HD Tune is a Hard Disk Utility with many functions from error checking, health testing (S.M.A.R.T.), and of course benchmarking. To build upon our real world write test we also looked to see where the write speeds leveled off to by using HD Tune Pro. If SLC caching is being utilized, this test will typically show it.
Doing a standard quick run, we can see that the caching algorithm was able to hide the base write performance in this test, however, once we change the setting for HDTune to run a full test, the results changed drastically.
As you can see, once the write cache buffer is full the write speed drops drastically. It averages a pitiful 50MB/s write, that is even worse than what we have seen with 2D TLC SSDs in the past. However, looking at how much data was written to the drive over the course of this test we can say that it is actually quite impressive. It was after 60GB of straight writes and however many GBs from testing that the write performance dropped off. For the most part, the cache buffer on this drive should be more than adequate for the target consumers.
REPORT ANALYSIS AND FINAL THOUGHTS
The MX300 was the first SSD to come to market with Micron’s latest 3D TLC NAND. It was the precedent for things to come and set the bar for what to expect with this new technology. The ADATA Ultimate SU800 is the second contender in the market to give us a show of performance with this NAND. Over the course of testing, it gave some mixed results, but overall, they were good.
It reached its sequential performance metrics of 560MB/s read and 520MB/s write. It hit almost 81K IOPS in AS SSD and its QD1 performance was very good at 37MB/s read and over 150MB/s write in Crystal Disk Mark. In PCMark Vantage the SU800 scored an impressive 91K points, but in PCMark 8 Extended, the battery of preconditioning writes made for some terrible performance during the recovery section. Its SLC cache just couldn’t offload to the TLC fast enough to actually recover.
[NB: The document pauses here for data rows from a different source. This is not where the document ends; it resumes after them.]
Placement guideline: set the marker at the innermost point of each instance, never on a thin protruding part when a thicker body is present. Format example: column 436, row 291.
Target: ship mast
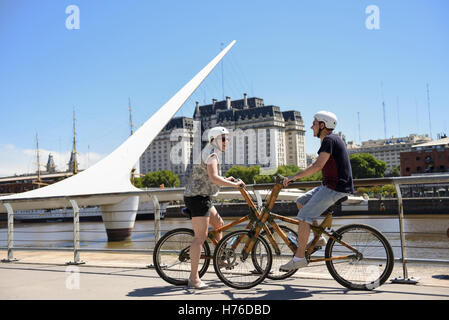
column 131, row 124
column 38, row 163
column 73, row 158
column 39, row 182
Therefore, we went ahead and included the PCMark 8 Standard test to show how well this drive does in a much more realistic scenario, one in which it isn’t preconditioned and battered with two drive fills worth of writes directly before being tested. In PCMark 8 standard it averaged 284MB/s, which puts it up there with many of the higher performing mainstream SSDs and even ahead of the Crucial MX300 1TB and nipping at the heels of the Samsung 850 EVO!
Next up, during our real world 30GB file transfer and power testing, the ADATA Ultimate SU800 did very well again. It averaged 530MB/s write and placed very high in our efficiency chart. At idle it consumed very little power, at just 53mW as well. Then finally, during a quick go at HDTune the SU800’s performance was nearly 500GB write across the whole span in the quick test. In order to see what the base write performance truly was we went ahead and ran the full write test on the drive and it showed an average of 50MB/s write, which explains the slow speed in PCMark 8 extended. But, this drop off came to light after 60GB of writes or so, which is very impressive for a TLC SSD utilizing a write cache. Thus, we really can’t take away many points for this as in a real-world use case it performs more than adequately and competes well within its target market.
The ADATA Ultimate SU800 is a decent piece of storage hardware. While we had some mixed results, it delivered a killer score in PCMark 8 standard and proved to be very efficient. It has very good read and write speed (for the most part) and can compete with many mainstream offerings. It doesn’t come with much of an accessory list, but as an entry level SSD, it doesn’t need one. The 3-year warranty is fairly standard considering the price and at about 25-30 cents per GB, it is fairly priced. Overall, we award the ADATA Ultimate SU800 with our Silver Seal. It is a good value and decent performer that you can’t go wrong with.